Space is our birthright. “Americans should have the right to engage in commercial exploration, recovery and use of resources in outer space,” President Donald Trump wrote April 6, 2020, issuing the “Executive Order on Encouraging International Support for the Recovery and Use of Space Resources.” In the stroke of a pen, Trump planted the U.S. flag on “the Moon, Mars and other celestial bodies.”
As Trump declared these space lands and resources open for business, you could hear the cheers—mostly from “moonshot” corporations that have clamored to sweep away the patchy, unregularized Cold War-era space law in favor of new, unregulated corporate plunder of the solar system.
While the institution of private land ownership is now widely taken for granted, it was—like many so-called natural things—invented.
Before the muddied, grueling transition from feudalism to capitalism, peasants in Britain and much of Western Europe depended on their right to farm, forage and harvest on common, community lands. The land was controlled by local lords, but it belonged (in a loose, de facto sense) to the communities living on it and dependent upon it. Eventually, common lands were “enclosed” and became the private property of aristocrats.
This exclusive right to land use (to own and profit from land) was the contrivance that established the new economic order. No longer held in common, the planet’s resources were parceled off to strictly private hands. No longer could peasants scrape by, subsisting on the commons. Instead, they depended on the grace and favor of a wage.

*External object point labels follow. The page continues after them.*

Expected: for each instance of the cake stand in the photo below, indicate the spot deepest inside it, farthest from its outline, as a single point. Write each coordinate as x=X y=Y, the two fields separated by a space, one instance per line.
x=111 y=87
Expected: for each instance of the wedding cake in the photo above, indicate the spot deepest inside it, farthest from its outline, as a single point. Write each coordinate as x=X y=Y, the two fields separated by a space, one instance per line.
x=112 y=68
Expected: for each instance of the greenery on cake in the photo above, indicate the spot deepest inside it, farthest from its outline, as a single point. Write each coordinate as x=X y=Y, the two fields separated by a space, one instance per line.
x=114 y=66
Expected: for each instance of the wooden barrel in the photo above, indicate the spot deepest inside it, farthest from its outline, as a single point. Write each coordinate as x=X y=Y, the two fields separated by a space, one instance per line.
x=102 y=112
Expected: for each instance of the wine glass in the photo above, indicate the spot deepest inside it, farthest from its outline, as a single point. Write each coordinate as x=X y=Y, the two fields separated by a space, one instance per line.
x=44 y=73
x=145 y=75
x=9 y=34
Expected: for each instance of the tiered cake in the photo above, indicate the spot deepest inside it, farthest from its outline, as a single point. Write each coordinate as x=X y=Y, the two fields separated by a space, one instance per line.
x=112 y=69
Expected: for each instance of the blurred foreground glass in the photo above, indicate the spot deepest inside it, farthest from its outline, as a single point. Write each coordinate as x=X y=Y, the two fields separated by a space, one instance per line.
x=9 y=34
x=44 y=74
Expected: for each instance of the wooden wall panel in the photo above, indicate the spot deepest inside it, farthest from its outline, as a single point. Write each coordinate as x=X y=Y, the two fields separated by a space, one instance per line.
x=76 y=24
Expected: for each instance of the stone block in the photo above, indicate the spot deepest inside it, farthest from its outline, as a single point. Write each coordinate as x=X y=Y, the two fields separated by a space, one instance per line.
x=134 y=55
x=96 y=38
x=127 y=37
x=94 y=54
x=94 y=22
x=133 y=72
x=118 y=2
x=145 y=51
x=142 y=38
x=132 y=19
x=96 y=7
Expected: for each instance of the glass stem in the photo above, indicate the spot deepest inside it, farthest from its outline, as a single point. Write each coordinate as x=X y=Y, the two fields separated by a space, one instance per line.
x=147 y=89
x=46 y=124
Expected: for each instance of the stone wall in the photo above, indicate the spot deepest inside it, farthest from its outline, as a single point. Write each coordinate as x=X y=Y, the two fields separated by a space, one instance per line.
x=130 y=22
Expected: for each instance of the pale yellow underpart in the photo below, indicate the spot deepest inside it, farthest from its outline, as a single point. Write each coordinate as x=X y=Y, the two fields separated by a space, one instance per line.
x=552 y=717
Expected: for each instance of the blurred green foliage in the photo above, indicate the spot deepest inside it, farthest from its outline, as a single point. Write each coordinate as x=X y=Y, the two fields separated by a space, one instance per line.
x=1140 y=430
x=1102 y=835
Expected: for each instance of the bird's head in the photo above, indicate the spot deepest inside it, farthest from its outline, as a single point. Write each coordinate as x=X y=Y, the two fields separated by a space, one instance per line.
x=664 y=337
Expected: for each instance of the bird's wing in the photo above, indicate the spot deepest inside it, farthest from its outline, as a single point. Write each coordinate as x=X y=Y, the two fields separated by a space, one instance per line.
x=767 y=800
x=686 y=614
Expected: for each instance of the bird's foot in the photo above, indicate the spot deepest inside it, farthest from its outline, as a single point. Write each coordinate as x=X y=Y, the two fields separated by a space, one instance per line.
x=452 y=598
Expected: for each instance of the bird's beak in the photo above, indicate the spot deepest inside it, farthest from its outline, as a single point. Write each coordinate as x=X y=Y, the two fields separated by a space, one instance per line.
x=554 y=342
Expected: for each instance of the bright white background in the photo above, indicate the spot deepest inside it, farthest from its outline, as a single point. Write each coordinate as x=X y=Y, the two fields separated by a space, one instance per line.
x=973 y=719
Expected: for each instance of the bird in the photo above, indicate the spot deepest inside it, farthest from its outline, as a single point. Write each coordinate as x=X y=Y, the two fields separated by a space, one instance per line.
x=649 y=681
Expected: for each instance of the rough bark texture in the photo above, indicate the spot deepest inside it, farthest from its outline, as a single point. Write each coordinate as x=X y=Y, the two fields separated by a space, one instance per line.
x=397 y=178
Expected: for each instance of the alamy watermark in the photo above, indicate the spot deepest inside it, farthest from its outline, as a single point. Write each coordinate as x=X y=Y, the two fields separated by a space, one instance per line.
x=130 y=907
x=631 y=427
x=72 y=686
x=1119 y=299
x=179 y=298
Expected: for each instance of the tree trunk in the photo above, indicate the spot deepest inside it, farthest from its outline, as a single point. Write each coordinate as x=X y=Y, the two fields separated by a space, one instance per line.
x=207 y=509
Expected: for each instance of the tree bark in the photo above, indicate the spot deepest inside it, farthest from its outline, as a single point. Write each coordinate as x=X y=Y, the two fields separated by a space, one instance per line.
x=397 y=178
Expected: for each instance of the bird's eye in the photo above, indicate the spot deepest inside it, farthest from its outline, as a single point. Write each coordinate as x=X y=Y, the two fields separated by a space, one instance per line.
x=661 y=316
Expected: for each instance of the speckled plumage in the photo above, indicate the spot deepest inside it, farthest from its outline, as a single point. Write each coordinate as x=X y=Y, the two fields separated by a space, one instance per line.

Life in feudal times was no bucolic idyll, but enclosure was synonymous with disaster, destitution and death for many people. This model was mirrored in the capture, theft and enclosure of colony lands, the people (and resources) of which fueled the early capitalist transition and later the industrial revolution. Capitalism must grow to persist, and as it grows it must transform ripe, unregularized commons into private fiefdoms—at home and afar.
So it seems only “natural” to carve up the moon into stretches of valuable real estate, just like Manhattan and the metal mines in the Democratic Republic of Congo. After all, Earth’s resources dwindle by the day, and boundless resources beyond the stratosphere could be a backstop for planetary scarcity. Never mind that our crisis of resources is, in part, the result of this system of private ownership that rewards ruthless, short-term profiteering at the expense of the long-term survival of the natural commons.
This future access to a new natural commons is now a stress test on governmental priorities. As Trump proclaimed, “Outer space is a legally and physically unique domain of human activity, and the United States does not view it as a global commons.”
Trump’s executive order to “encourage international support for the public and private recovery and use of resources in outer space” heralds yet another public-private boondoggle, where nominally public institutions thrash out fresh boundaries of corporate activity. As an example, look no further than SpaceX’s Crew Dragon capsule, which successfully transported NASA astronauts Bob Behnken and Doug Hurley to the International Space Station on May 31, 2020. The NASA-SpaceX crossover branding leaves no room for misinterpretation: The next small steps for mankind will be giant leaps for corporate America.
To Big Business…
Elon Musk, who founded SpaceX in 2002, talks misty-eyed about a relatively near future when humanity will have risen out of the mud, setting its sights on colonizing Mars—with SpaceX transportation rocketing there.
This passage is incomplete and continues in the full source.